Se se entender que os recorridos resolveram o contrato-promessa de compra e venda, nos termos da cláusula 5ª do mesmo, então teriam direito ao valor do sinal prestado, acrescido de juros à taxa Euribor, a 6 meses, acrescido de 2 pontos percentuais.
- Se se entender que os recorridos resolveram o contrato-promessa de compra e venda, nos termos da cláusula 6ª do mesmo, como resultou, aliás, provado (ver factos vertidos sob o ponto 4 da matéria fixada pela 1ª instância), então ter-se-á de julgar a questão suscitada pela recorrente sobre a impossibilidade temporária de cumprimento, na medida em que essa cláusula expressamente previa que se considerava incumprimento definitivo a não celebração da escritura pública, no prazo de 45 meses, por causa exclusivamente imputável à recorrente.
- Tendo o Tribunal de 1ª instância dado como provado que os recorridos resolveram o contrato-promessa de compra e venda nos termos da cláusula 6ª do mesmo, o Tribunal ad quem terá de revogar a decisão do Tribunal a quo e julgar a questão suscitada pela recorrente nas suas alegações de recurso de 1ª instância, no que respeita à impossibilidade temporária de cumprimento, na medida em que é necessário apurar se a não celebração do contrato prometido se ficou a dever a causa exclusivamente imputável à recorrente.
- A recorrente não marcou a celebração da escritura pública de compra e venda devido a um atraso na construção da moradia prometida vender, o qual se deveu ao facto de a Câmara Municipal se ter atrasado na emissão da licença de construção e de utilização para a mesma.
- Pelo que se deve considerar que à recorrente não é exclusivamente imputável o facto de não se ter celebrado a escritura pública de compra e venda, no prazo de 45 meses, previsto no nº 6, da cláusula sexta do contrato-promessa de compra e venda.
Assim, como disposto no artigo 792° do Código Civil, a R. não responde pela mora no cumprimento da prestação.
- Razão pela qual deverá ser dado provimento ao presente recurso, revogando-se o acórdão recorrido e proferindo-se decisão que absolva a recorrente do pedido.
- O Tribunal recorrido violou o disposto no artigo 808° do Código Civil.
- Determina o artigo 808° do Código Civil, que se o credor, em consequência da mora, perder o interesse que tinha na prestação, considera-se, para todos os efeitos, não cumprida a prestação, devendo tal perda de interesse ser apreciada objectivamente.
- Por seu turno, o artigo 436° do Código Civil determina que a resolução do contrato se faz por comunicação à outra parte, tornando-se eficaz quando chega ao conhecimento desta.

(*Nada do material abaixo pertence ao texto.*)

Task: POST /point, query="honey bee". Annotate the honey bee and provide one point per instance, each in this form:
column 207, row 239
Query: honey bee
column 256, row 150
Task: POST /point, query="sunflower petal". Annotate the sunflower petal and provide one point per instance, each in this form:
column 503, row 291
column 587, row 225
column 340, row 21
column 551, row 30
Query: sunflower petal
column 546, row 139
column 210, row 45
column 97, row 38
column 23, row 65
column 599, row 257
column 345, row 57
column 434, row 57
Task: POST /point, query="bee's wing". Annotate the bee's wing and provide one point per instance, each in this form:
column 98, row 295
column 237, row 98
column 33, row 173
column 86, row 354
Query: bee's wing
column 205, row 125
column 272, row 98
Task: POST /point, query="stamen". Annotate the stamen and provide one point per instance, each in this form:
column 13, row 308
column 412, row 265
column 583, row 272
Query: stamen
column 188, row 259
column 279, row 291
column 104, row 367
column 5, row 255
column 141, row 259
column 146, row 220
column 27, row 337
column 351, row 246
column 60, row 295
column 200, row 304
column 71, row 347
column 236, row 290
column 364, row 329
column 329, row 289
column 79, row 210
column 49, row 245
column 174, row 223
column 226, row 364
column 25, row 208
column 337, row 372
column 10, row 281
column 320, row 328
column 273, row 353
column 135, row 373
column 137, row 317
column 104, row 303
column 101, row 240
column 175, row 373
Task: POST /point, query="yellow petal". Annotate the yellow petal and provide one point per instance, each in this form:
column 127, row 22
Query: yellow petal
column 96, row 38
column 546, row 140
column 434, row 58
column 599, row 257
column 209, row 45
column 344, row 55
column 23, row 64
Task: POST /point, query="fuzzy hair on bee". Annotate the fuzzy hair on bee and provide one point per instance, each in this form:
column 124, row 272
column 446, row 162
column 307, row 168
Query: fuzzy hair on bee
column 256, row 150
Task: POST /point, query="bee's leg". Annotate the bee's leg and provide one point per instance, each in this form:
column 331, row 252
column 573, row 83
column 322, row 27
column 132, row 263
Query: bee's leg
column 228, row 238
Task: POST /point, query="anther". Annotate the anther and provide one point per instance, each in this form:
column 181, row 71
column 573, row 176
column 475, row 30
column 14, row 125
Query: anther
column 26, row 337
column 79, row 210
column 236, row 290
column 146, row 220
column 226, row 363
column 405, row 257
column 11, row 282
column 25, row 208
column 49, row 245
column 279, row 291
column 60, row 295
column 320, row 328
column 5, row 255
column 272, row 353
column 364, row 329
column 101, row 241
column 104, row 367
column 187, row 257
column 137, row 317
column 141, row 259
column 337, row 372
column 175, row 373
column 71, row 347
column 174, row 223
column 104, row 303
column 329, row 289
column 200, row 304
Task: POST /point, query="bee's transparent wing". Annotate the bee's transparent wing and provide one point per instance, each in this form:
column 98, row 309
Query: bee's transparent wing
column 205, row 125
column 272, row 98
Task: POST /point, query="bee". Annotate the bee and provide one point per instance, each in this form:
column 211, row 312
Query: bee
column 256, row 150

- Deste modo, o contrato-promessa em apreço deve, efectivamente, ser julgado resolvido em 15.07.2005 – V. ponto nº 3 da matéria fixada pela 1ª instância.

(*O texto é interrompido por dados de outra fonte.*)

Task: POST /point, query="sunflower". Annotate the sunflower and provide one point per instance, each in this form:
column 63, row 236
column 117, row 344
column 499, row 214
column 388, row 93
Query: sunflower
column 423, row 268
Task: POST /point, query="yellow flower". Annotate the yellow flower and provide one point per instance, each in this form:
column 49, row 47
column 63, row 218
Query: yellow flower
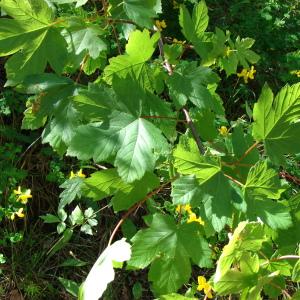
column 175, row 4
column 78, row 174
column 247, row 74
column 227, row 51
column 296, row 72
column 25, row 196
column 175, row 41
column 178, row 209
column 18, row 191
column 223, row 130
column 160, row 25
column 205, row 286
column 193, row 218
column 251, row 72
column 19, row 213
column 187, row 208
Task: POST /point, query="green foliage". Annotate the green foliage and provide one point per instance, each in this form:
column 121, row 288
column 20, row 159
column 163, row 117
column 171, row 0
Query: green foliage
column 148, row 127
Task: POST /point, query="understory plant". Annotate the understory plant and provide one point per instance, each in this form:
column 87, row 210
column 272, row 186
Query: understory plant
column 141, row 112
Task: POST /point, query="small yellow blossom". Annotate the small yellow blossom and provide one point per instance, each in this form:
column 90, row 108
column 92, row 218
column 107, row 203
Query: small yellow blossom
column 23, row 197
column 193, row 218
column 251, row 72
column 160, row 25
column 247, row 74
column 78, row 174
column 18, row 213
column 18, row 191
column 227, row 51
column 72, row 175
column 205, row 286
column 223, row 130
column 187, row 208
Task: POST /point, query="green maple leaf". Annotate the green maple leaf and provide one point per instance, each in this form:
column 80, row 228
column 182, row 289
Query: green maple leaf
column 247, row 237
column 85, row 39
column 141, row 13
column 209, row 188
column 241, row 142
column 240, row 54
column 276, row 121
column 189, row 82
column 108, row 183
column 131, row 140
column 72, row 189
column 263, row 181
column 96, row 102
column 193, row 27
column 61, row 129
column 31, row 30
column 262, row 186
column 139, row 50
column 169, row 247
column 55, row 102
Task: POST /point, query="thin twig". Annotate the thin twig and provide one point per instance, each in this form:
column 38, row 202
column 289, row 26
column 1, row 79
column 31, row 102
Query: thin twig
column 81, row 68
column 194, row 131
column 233, row 179
column 289, row 177
column 163, row 117
column 135, row 206
column 116, row 38
column 247, row 152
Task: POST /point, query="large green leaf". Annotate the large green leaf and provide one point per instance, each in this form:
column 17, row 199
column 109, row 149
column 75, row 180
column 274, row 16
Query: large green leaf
column 241, row 142
column 32, row 31
column 276, row 121
column 246, row 237
column 262, row 186
column 141, row 12
column 169, row 247
column 133, row 142
column 240, row 54
column 72, row 189
column 263, row 181
column 106, row 183
column 96, row 102
column 139, row 50
column 87, row 40
column 61, row 129
column 211, row 189
column 194, row 26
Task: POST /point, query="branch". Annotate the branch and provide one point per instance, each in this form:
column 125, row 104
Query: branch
column 247, row 152
column 289, row 177
column 135, row 206
column 234, row 180
column 194, row 131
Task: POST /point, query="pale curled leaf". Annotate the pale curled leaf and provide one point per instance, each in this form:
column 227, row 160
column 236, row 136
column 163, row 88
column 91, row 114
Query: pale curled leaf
column 102, row 272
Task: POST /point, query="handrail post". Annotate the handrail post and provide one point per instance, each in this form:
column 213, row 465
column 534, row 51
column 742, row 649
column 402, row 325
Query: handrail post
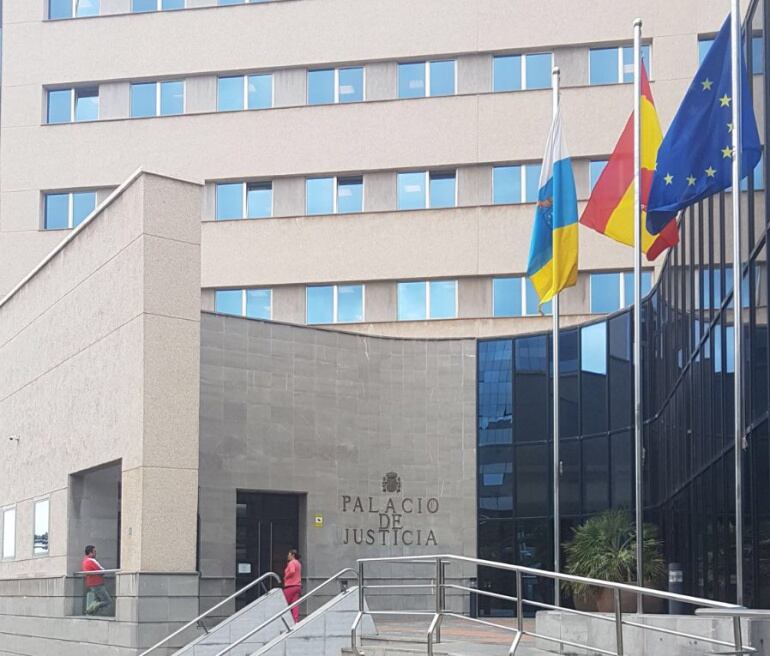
column 618, row 622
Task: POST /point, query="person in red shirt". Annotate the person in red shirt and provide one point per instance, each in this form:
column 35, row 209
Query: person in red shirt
column 97, row 596
column 292, row 581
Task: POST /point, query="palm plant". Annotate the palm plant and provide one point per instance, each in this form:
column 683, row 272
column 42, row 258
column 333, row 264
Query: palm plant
column 604, row 547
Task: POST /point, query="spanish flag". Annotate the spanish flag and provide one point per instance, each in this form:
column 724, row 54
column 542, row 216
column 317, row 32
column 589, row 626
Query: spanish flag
column 610, row 209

- E é, nesta data e com referência a esta data, que devem ser apreciadas as condições em que esta resolução foi efectivada.
- Os recorridos não interpelaram admonitoriamente a recorrente ao cumprimento antes de resolver o contrato-promessa de compra e venda.
- Pelo que se torna necessário aferir se, em 13.07.2005, o credor perdeu o interesse que tinha na prestação.
- A perda de interesse é uma conclusão jurídica, que terá de se basear em factos que sustentem essa mesma conclusão.
- No caso dos autos, não só não foi alegado qualquer facto que sustente a conclusão de que os recorridos perderam interesse na prestação da recorrente, como, consequentemente, não foi dado como provado qualquer facto que sustente essa conclusão.
- Dos factos fixados na 1ª instância, resulta inequívoco que, em 13.07.2005, os recorridos não haviam perdido o interesse na prestação da recorrente, na medida em que desses factos resulta que, em 20.09.2005, os recorridos mantinham o interesse na prestação da recorrente.
- Razão pela qual, no caso sub iudice, o decurso do prazo, até ao dia 13.07.2005, não pode ser considerado como fundamento para se concluir a perda de interesse dos recorridos na celebração do negócio.
- Se se considerar, como o considerou o Tribunal recorrido, que um determinado decurso de prazo (qual?) é passível de transformar a mora em incumprimento (sem que ocorra interpelação admonitória e sem que se aleguem e provem factos consubstanciadores de uma perda de interesse objectiva na concretização do negócio) estar-se-á a subverter a previsão e estatuição do artigo 808° do Código Civil.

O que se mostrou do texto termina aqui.